Homemade smoked lard with dried mushrooms and plums *

Is lard healthy?

We don't even try to start discussing this topic ;-)

This lard has one advantage - it is tasty. And if we make it ourselves, from fresh and good-quality products, from time to time we can allow ourselves a bit of "madness" ;-)

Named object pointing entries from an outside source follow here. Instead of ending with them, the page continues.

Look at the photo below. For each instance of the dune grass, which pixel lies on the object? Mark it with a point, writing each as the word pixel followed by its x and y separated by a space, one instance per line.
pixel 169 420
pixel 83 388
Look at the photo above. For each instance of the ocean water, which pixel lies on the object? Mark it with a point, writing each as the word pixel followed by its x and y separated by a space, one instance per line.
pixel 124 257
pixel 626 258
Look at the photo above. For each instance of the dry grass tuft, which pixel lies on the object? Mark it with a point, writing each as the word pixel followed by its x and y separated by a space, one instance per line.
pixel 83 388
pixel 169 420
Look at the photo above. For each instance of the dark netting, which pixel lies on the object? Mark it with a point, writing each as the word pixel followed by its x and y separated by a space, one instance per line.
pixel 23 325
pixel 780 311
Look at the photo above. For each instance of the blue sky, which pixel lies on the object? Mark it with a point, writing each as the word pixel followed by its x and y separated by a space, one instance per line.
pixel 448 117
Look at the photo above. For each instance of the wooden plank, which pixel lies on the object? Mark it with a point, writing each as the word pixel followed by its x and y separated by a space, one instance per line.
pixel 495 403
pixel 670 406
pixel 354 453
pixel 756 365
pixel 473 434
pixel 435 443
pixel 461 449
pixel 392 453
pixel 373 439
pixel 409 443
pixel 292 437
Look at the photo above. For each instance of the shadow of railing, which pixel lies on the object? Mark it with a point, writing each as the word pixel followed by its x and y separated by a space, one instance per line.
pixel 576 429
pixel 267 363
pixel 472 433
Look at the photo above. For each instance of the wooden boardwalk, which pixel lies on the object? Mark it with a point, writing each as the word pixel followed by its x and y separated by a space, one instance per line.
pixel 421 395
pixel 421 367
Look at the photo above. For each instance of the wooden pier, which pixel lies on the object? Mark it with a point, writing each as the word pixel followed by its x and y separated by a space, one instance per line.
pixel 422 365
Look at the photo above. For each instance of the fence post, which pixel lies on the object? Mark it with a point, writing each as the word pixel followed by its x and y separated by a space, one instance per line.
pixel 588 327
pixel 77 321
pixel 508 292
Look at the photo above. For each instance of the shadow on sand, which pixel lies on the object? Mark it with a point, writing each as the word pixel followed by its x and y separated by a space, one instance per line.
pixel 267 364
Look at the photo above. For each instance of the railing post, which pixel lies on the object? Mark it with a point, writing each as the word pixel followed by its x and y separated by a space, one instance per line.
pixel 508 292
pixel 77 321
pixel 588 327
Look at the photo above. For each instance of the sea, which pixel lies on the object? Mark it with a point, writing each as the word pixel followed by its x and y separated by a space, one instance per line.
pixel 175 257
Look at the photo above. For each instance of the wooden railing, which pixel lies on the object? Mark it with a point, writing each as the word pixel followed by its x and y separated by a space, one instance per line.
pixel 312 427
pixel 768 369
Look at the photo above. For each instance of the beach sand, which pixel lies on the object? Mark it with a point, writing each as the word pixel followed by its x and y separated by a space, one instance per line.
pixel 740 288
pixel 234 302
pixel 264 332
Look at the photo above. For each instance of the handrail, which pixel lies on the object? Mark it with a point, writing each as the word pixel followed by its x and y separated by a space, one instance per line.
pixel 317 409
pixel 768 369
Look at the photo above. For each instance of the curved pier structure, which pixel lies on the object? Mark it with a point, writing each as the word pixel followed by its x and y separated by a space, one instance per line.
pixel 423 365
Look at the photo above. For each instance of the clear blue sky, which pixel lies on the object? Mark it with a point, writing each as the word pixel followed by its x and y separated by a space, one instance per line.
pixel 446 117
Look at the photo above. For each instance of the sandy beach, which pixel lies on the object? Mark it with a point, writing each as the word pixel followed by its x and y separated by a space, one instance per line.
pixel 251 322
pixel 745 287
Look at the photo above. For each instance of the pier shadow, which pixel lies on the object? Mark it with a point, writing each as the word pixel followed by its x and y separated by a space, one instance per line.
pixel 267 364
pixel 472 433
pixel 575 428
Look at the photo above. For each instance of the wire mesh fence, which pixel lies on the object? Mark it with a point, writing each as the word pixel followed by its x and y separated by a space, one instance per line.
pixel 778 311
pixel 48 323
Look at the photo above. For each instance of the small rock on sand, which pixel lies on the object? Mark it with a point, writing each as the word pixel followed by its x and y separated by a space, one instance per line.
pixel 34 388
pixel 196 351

... with pickled cucumber... yum ;-)


Components

500g of pork fat

100g of smoked bacon

150g "barrel" sausage

3 shallots

3 California Prunes

3 dried porcini mushrooms (soaked, boiled, drained)

4 cloves of garlic

4 crushed juniper seeds

salt, pepper to taste - the amount depends on the saltiness of the smoked meats used

Execution

The lard is finely cut or ground in a meat grinder with a coarse mesh strainer. Then melt over low heat in a pot with a thick bottom.
When we have melted greaves, add very finely diced sausage and bacon and fry until browned.
Finally, add shallots, chives and plums, crushed and chopped garlic, juniper. Season with salt and pepper. Stir and fry for 1-2 minutes.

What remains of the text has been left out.